Tristyn Kalama Age, Net Worth, HGTV Career, Husband & Family

Tristyn Kalama has become one of HGTV’s most authentic new voices, trading a counseling career for a real estate business that now spans television, podcasting, and community impact. Her story is unusual in the renovation TV space because she did not grow up dreaming of flipping houses. She built that life out of necessity, persistence, and a willingness to start over. Here’s everything worth knowing about her age, career, husband, and net worth.

Who Is Tristyn Kalama?

Tristyn Kalama is a Hawaiian native, licensed mental health counselor, and real estate investor best known as the co-host of HGTV’s Renovation Aloha. She co-hosts the house-flipping series alongside her husband, Kamohai Kalama, based on the island of Oʻahu, Hawaii.

What makes Tristyn different from many renovation TV personalities is her background. She did not start in construction or design. She is a Hawaiian TV personality, home renovator, and real estate investor, but she is also a licensed mental health counselor who built an entirely new career from financial necessity, not industry ambition. That contrast, clinical counselor turned house flipper, is part of what makes her story stand out among HGTV’s growing roster of hosts.

Her appeal also comes from where she works. Hawaii’s real estate market is notoriously expensive and difficult to navigate, and watching a local couple successfully operate within it adds a layer of credibility that mainland renovation shows often lack.

Early Life and Background

Birthplace and Hawaiian Roots

Tristyn was born in Kailua, Oʻahu, Hawaii, on May 17. She was born in 1990, making her in her mid-30s as of 2026. Her parents are Yvonne Haxton and Michael Haxton, and her mother worked as the Director of Operations at a behavioral health foundation for 18 years.

Her upbringing was closely tied to mental health and counseling work, since both of her parents worked in that field. That early exposure shaped her own career path long before real estate entered the picture. Growing up in a household centered on counseling and recovery gave her a different lens on people and problem-solving, one that would later carry directly into how she approaches her renovation business and the families she works with.

Being raised in Kailua also gave her a personal stake in Oʻahu’s housing challenges. Locals on the island regularly face rising costs, limited inventory, and homes left to deteriorate due to absentee ownership or financial hardship, issues she would later confront directly through her own business.

Education and Academic Journey

Tristyn graduated from Kalāheo High School in Oʻahu in 2008 and went on to earn her bachelor’s and master’s degrees in counseling psychology from Chaminade University. Her education was deliberate and focused, pointing toward a clinical counseling career rather than business or design.
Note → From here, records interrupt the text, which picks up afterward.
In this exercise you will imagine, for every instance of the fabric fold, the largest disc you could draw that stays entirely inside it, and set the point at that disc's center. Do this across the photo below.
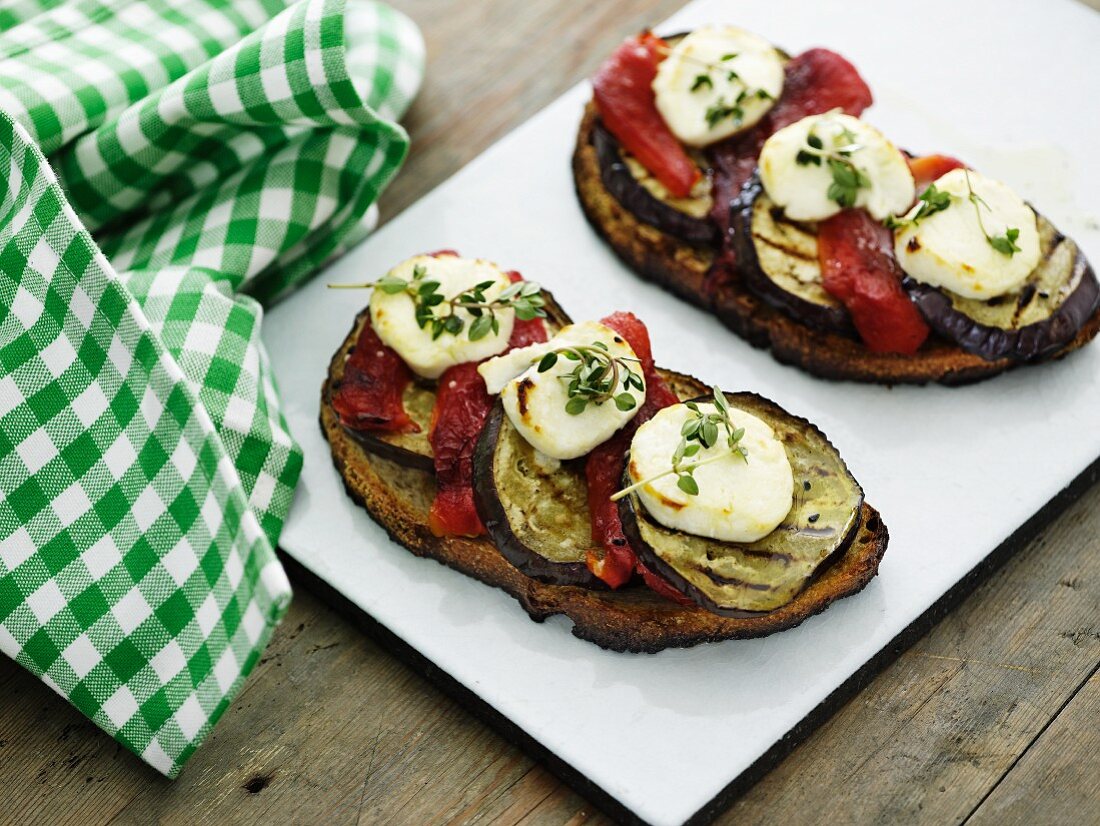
(205, 156)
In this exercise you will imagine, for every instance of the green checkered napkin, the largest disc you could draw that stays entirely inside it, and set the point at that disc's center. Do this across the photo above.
(204, 156)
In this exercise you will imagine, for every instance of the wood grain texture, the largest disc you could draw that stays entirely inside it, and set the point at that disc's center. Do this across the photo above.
(990, 718)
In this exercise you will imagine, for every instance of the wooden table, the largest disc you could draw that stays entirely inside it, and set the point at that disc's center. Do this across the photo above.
(991, 717)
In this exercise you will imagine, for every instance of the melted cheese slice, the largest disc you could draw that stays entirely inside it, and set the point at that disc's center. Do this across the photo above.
(949, 250)
(802, 189)
(535, 403)
(737, 500)
(394, 316)
(741, 78)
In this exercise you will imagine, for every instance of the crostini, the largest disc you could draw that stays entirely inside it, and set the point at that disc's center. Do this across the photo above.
(483, 428)
(743, 179)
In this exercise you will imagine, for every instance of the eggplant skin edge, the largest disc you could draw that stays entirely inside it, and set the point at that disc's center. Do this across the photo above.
(625, 620)
(1034, 342)
(817, 317)
(648, 209)
(681, 268)
(495, 518)
(628, 517)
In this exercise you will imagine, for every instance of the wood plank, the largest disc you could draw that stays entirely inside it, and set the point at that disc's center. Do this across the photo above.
(494, 64)
(933, 734)
(330, 728)
(1057, 778)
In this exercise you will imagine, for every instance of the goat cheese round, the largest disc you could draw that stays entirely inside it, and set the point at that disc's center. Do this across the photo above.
(716, 81)
(394, 315)
(536, 403)
(822, 164)
(738, 500)
(949, 249)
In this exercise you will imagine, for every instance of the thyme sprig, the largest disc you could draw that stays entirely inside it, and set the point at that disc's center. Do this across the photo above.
(700, 431)
(934, 200)
(596, 376)
(847, 178)
(724, 107)
(440, 314)
(1004, 243)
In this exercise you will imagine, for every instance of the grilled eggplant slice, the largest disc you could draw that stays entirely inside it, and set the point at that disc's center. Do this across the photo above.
(631, 185)
(730, 579)
(414, 450)
(778, 261)
(1044, 316)
(535, 508)
(411, 450)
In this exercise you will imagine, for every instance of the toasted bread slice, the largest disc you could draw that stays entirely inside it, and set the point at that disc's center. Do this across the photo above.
(630, 619)
(681, 268)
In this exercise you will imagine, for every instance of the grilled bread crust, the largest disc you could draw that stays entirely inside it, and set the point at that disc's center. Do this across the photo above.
(629, 619)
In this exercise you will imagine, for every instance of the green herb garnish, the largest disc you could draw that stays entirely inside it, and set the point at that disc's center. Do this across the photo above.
(847, 178)
(701, 431)
(932, 200)
(440, 314)
(596, 377)
(723, 109)
(702, 80)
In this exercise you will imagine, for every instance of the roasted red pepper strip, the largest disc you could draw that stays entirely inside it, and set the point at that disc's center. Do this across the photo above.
(374, 381)
(614, 561)
(859, 268)
(928, 167)
(624, 95)
(462, 406)
(814, 83)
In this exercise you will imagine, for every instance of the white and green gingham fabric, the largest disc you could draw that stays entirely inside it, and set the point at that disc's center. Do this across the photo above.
(166, 166)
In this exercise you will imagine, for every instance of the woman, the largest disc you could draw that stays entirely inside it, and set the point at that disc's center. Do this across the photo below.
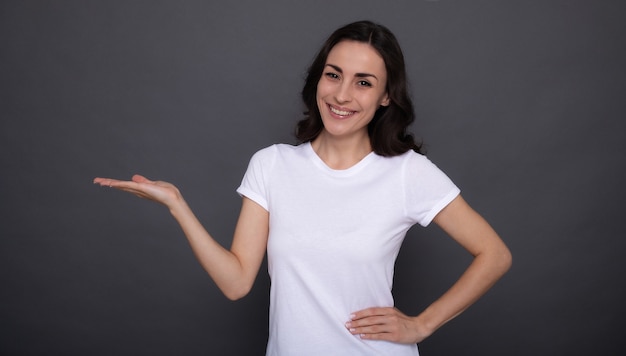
(339, 205)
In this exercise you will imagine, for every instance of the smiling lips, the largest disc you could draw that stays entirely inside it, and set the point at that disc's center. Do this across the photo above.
(340, 112)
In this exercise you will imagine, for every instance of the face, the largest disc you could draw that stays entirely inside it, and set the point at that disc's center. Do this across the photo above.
(351, 89)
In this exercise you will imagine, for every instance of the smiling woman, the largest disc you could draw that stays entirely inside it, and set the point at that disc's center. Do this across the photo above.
(349, 93)
(332, 212)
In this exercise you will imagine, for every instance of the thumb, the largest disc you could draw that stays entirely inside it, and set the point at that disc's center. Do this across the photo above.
(140, 179)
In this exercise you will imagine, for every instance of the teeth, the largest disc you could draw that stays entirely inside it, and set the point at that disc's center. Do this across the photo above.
(340, 112)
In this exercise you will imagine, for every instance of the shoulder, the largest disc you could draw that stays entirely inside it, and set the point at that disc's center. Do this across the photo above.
(271, 153)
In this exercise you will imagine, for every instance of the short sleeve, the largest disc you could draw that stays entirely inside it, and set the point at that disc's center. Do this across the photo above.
(428, 189)
(254, 184)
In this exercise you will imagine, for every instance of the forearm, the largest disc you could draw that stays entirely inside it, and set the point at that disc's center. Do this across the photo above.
(480, 276)
(221, 264)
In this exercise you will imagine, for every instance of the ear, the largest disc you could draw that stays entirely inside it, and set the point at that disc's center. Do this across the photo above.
(385, 101)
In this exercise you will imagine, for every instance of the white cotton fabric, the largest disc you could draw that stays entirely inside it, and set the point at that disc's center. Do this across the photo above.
(333, 241)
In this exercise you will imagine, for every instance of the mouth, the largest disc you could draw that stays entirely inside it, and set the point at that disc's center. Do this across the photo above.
(339, 112)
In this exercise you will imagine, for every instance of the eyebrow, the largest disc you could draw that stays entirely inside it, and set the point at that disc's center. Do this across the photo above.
(358, 75)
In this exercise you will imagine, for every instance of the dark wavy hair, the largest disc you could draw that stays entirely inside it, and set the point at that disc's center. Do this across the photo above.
(388, 129)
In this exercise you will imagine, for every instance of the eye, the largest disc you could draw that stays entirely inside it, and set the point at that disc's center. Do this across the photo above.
(332, 75)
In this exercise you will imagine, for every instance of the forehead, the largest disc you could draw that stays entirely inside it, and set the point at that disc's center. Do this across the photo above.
(355, 57)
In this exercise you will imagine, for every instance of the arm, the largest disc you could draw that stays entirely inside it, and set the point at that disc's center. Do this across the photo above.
(491, 260)
(234, 270)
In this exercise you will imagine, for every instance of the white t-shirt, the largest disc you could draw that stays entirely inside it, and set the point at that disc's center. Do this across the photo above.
(333, 241)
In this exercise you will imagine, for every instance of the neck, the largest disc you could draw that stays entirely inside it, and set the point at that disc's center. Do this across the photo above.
(341, 153)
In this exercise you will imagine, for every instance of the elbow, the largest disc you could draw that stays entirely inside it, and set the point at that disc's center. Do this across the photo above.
(505, 259)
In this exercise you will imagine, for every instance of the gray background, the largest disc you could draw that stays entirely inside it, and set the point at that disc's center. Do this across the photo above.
(520, 102)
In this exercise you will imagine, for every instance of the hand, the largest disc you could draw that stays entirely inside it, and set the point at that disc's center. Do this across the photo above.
(387, 323)
(158, 191)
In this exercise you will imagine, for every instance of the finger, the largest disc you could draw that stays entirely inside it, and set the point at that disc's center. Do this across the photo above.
(140, 179)
(374, 311)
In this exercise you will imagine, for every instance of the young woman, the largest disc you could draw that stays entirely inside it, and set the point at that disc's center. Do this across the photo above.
(332, 212)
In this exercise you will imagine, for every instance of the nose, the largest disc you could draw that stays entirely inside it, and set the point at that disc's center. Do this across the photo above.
(343, 93)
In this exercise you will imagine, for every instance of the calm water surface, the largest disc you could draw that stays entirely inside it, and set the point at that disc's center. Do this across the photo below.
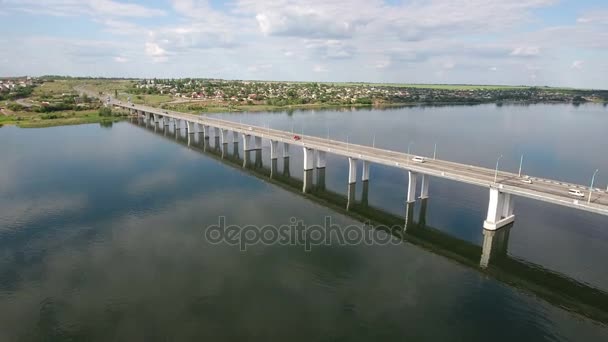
(102, 233)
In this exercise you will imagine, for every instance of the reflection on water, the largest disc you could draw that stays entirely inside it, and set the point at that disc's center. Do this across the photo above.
(101, 238)
(491, 257)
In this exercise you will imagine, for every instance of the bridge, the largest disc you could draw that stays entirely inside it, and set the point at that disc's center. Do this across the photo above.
(491, 258)
(503, 186)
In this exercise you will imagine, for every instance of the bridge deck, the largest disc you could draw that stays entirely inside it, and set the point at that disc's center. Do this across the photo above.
(541, 189)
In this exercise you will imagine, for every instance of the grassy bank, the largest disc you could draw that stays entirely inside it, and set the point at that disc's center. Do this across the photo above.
(37, 120)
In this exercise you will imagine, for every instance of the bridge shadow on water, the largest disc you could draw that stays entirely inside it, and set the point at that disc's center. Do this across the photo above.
(491, 259)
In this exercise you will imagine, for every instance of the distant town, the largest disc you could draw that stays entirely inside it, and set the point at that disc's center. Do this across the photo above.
(57, 100)
(290, 93)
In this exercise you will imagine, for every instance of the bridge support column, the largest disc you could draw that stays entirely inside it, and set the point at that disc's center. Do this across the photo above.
(285, 150)
(500, 210)
(424, 187)
(257, 142)
(224, 136)
(365, 172)
(321, 160)
(273, 149)
(308, 158)
(246, 142)
(352, 170)
(411, 187)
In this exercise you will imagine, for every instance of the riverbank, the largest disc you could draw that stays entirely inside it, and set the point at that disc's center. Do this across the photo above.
(39, 120)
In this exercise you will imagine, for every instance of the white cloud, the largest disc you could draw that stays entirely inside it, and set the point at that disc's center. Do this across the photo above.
(577, 64)
(157, 53)
(525, 51)
(107, 8)
(319, 68)
(461, 41)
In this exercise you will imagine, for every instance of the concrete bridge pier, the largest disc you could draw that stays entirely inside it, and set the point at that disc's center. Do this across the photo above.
(235, 149)
(424, 187)
(307, 181)
(273, 167)
(308, 168)
(352, 170)
(286, 168)
(308, 158)
(350, 195)
(365, 173)
(321, 160)
(257, 142)
(411, 187)
(422, 215)
(246, 142)
(285, 150)
(409, 216)
(320, 184)
(495, 245)
(274, 149)
(500, 210)
(224, 136)
(224, 150)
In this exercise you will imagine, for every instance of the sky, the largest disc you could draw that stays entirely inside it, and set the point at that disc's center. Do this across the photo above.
(517, 42)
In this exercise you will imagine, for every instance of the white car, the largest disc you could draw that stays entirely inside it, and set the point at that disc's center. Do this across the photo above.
(575, 192)
(418, 159)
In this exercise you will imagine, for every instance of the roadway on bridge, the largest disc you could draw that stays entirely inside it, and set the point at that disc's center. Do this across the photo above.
(540, 189)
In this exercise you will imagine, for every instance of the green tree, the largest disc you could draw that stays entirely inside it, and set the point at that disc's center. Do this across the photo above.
(105, 111)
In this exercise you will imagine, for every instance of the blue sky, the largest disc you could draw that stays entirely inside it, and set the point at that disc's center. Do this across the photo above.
(532, 42)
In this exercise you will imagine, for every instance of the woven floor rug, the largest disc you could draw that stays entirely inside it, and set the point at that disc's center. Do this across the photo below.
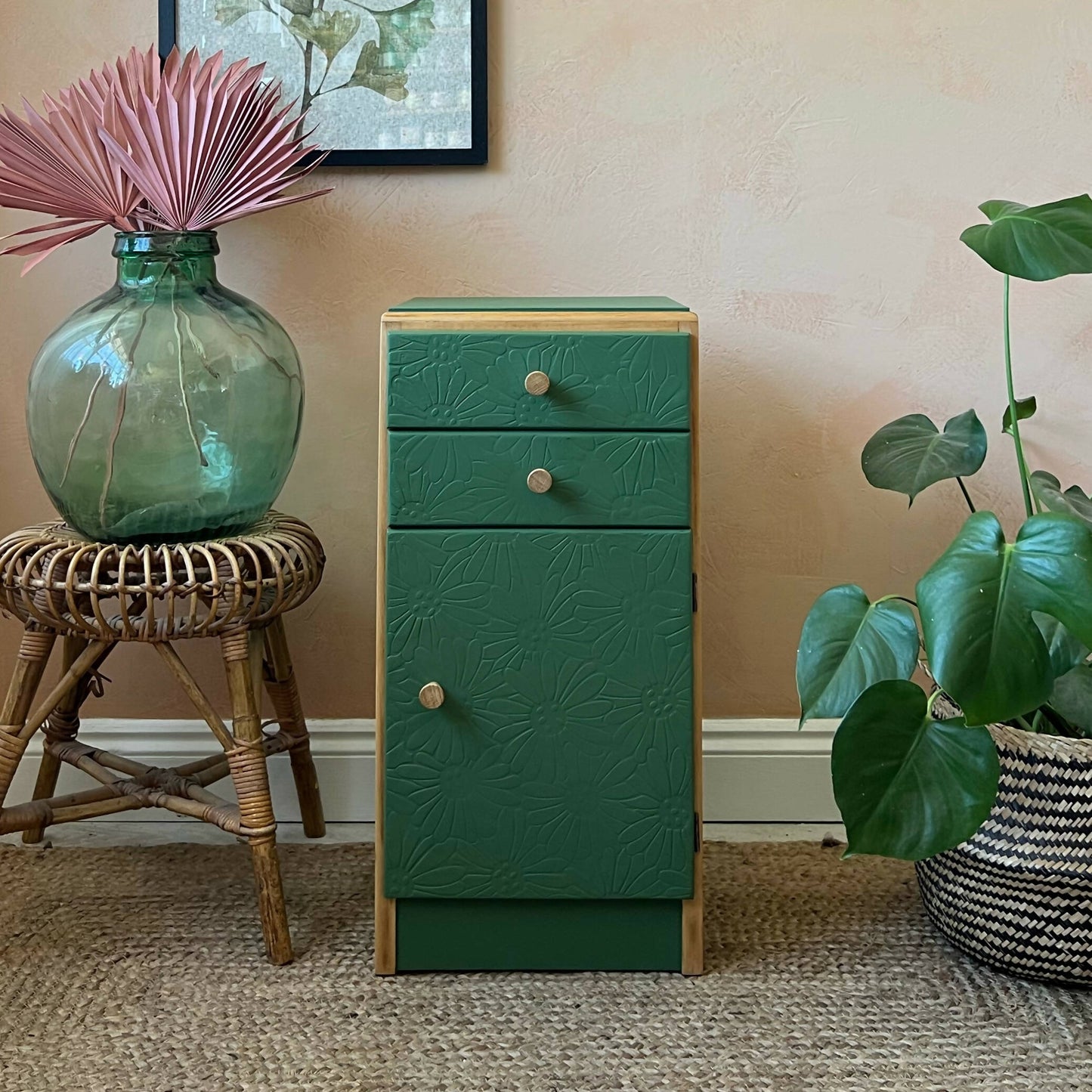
(141, 970)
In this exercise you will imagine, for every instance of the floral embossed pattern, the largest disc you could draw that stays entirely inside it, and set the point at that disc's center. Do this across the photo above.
(561, 763)
(600, 478)
(598, 380)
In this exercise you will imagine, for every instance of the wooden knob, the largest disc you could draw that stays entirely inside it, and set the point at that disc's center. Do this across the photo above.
(537, 382)
(540, 481)
(432, 696)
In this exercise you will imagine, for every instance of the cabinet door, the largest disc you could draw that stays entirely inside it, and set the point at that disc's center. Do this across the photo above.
(561, 761)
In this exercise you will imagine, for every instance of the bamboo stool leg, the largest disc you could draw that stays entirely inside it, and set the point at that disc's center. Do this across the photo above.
(63, 724)
(247, 761)
(281, 684)
(29, 667)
Earning both a bachelor’s and a master’s degree in counseling psychology required years of structured academic work, clinical training, and supervised practice, none of which had any direct connection to real estate or home renovation. That detail matters because it shows her later career shift was not a natural extension of her studies. It was a deliberate pivot built almost entirely from on-the-job learning and seminars rather than formal education in design or construction.

From Counseling to Entrepreneurship

From Counseling to Entrepreneurship
From Counseling to Entrepreneurship

1. Career as a Mental Health Counselor

After graduating, Tristyn became a mental health counselor, following directly in her parents’ footsteps. She explained that counseling and helping people through the nonprofit sector was always her first passion, since both her parents worked as counselors and it was all she knew growing up.

She also co-founded a nonprofit that provided support services to individuals struggling with substance abuse, managing around 500 clients. Her professional life was rooted entirely in mental health and community support work, far removed from house flipping. Running a nonprofit at that scale required organizational skill, fundraising knowledge, and crisis management experience, all of which quietly became transferable assets once she shifted into managing renovation projects and coordinating with families.

Notably, her counseling career is also how she met her husband. It was while interning at the counseling facility where her mother was the executive director that Tristyn met Kamohai. Their relationship, in other words, began inside the exact world Tristyn was building her professional identity around, long before either of them considered real estate.

2. Financial Struggles and Turning Point

Despite stable, meaningful careers, Tristyn and Kamohai faced real financial pressure. They started their real estate journey because they were renting and struggling financially, and they wanted to get out of debt and build something for themselves.

This detail is important to their story because it strips away any illusion of an easy path to television fame. They were not investors with extra capital looking for a new hobby. They were a working couple trying to escape paycheck-to-paycheck living, which is part of why their journey resonates with viewers facing similar financial pressure today.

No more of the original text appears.